Danchekker looked for a long time at the sheet of paper, an expression of pained disbelief spreading slowly across his face.

"Are you proposing this as a serious scientific theory?" he queried in a strained voice.

"Of course not," Hunt replied. "This is all pure speculation. But it does indicate some of the avenues that could be explored. These alphabetic groups, for example, might correspond to references that the language people might dig from other sources-such as dates on documents, or date stamps on pieces of clothing or other equipment. Also, you might be able to find some independent way of arriving at the number of days in the year; if it turned out to be seventeen hundred, that would be quite a coincidence, wouldn’t it?"

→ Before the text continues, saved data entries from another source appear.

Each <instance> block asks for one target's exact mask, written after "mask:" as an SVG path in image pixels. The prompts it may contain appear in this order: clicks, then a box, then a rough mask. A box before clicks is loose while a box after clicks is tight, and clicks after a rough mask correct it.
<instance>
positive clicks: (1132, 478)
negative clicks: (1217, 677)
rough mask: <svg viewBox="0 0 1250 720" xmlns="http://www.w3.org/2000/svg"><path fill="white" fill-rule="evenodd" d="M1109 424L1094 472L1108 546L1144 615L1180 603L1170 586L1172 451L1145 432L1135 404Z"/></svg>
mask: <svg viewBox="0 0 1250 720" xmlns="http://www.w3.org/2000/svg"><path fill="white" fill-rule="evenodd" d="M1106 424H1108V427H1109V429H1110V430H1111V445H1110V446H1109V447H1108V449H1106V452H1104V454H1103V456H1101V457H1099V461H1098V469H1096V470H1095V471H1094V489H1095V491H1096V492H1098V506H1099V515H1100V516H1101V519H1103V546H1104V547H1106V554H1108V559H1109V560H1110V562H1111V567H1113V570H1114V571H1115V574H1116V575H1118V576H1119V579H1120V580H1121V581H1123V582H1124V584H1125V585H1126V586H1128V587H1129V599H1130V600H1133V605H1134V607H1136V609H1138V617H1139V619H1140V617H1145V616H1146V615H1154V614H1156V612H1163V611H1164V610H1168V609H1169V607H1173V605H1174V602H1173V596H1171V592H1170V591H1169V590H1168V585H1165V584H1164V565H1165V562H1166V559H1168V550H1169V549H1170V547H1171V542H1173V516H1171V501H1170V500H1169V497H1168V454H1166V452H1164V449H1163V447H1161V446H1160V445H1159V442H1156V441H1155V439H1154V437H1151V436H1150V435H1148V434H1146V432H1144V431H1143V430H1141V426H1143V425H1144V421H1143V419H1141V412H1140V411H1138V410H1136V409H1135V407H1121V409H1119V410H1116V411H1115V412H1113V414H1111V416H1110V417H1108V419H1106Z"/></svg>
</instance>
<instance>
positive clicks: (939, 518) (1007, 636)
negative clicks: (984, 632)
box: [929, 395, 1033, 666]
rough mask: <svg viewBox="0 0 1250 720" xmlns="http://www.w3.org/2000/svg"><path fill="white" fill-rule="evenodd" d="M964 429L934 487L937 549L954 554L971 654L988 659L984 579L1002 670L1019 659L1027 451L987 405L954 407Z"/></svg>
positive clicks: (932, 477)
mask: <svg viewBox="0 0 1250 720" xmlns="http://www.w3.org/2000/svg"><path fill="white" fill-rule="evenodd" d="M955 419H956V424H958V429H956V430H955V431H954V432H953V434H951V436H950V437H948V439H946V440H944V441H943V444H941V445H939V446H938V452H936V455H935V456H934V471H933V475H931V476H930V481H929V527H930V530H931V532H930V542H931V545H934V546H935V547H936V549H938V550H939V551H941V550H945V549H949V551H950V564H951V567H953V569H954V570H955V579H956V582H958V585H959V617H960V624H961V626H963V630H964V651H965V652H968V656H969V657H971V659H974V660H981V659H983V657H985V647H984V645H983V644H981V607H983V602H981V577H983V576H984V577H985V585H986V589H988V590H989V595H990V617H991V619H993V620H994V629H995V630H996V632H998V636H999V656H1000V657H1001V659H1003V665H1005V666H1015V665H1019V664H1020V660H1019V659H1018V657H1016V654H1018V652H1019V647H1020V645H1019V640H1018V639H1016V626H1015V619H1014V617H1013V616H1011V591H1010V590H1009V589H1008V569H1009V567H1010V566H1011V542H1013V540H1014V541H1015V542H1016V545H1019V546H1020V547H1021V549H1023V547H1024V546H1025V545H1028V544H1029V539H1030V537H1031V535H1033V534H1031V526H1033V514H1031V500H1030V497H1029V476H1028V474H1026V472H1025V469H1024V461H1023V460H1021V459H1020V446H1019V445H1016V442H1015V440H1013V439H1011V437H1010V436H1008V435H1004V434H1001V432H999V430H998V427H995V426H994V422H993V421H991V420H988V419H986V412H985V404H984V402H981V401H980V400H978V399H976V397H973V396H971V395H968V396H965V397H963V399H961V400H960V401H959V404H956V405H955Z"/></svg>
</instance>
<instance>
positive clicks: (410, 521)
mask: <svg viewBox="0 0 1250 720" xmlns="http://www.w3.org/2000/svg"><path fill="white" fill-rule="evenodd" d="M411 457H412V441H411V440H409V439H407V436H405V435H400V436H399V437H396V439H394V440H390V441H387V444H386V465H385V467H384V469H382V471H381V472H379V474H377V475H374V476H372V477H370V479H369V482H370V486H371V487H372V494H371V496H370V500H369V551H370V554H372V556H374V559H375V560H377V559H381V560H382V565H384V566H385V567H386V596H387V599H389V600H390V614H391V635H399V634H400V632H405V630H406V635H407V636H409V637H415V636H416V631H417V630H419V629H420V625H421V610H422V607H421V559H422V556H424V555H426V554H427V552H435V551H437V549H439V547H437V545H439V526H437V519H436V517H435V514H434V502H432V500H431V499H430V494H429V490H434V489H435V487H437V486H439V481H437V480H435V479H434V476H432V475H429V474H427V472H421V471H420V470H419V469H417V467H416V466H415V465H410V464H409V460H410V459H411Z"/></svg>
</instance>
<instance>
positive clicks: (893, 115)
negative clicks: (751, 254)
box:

"Anything else?" Caldwell asked.

"Yes. Computer correlation analysis of this number pattern may show hidden superposed periodicities; for all we know, there could have been more than one moon. Also, it should be possible to compute families of curves giving possible relationships between planet-to-satellite mass ratios against mean orbital radii. Later on you might know enough more to be able to isolate one of the curves. It might describe the Earth-Luna system; then again, it might not."

"Preposterous!" Danchekker exploded.

"Unbiased?" Hunt suggested.

"There is something else that may be worth trying," Schorn interrupted. "Your calendar, if that’s what it is, has so far been described in relative terms only-days per month, months per year, and so on. There is nothing that gives us any absolute values. Now-and this is a long shot-from detailed chemical analysis we are making some progress in building a quantitative model of Charlie’s cell-metabolism cycles and enzyme processes. We may be able to calculate the rate of accumulation of waste materials and toxins in the blood and tissues, and from these results form an estimate of his natural periods of sleep and wakefulness. If, in this way, I could provide a figure for the length of the day, the other quantities would follow immediately."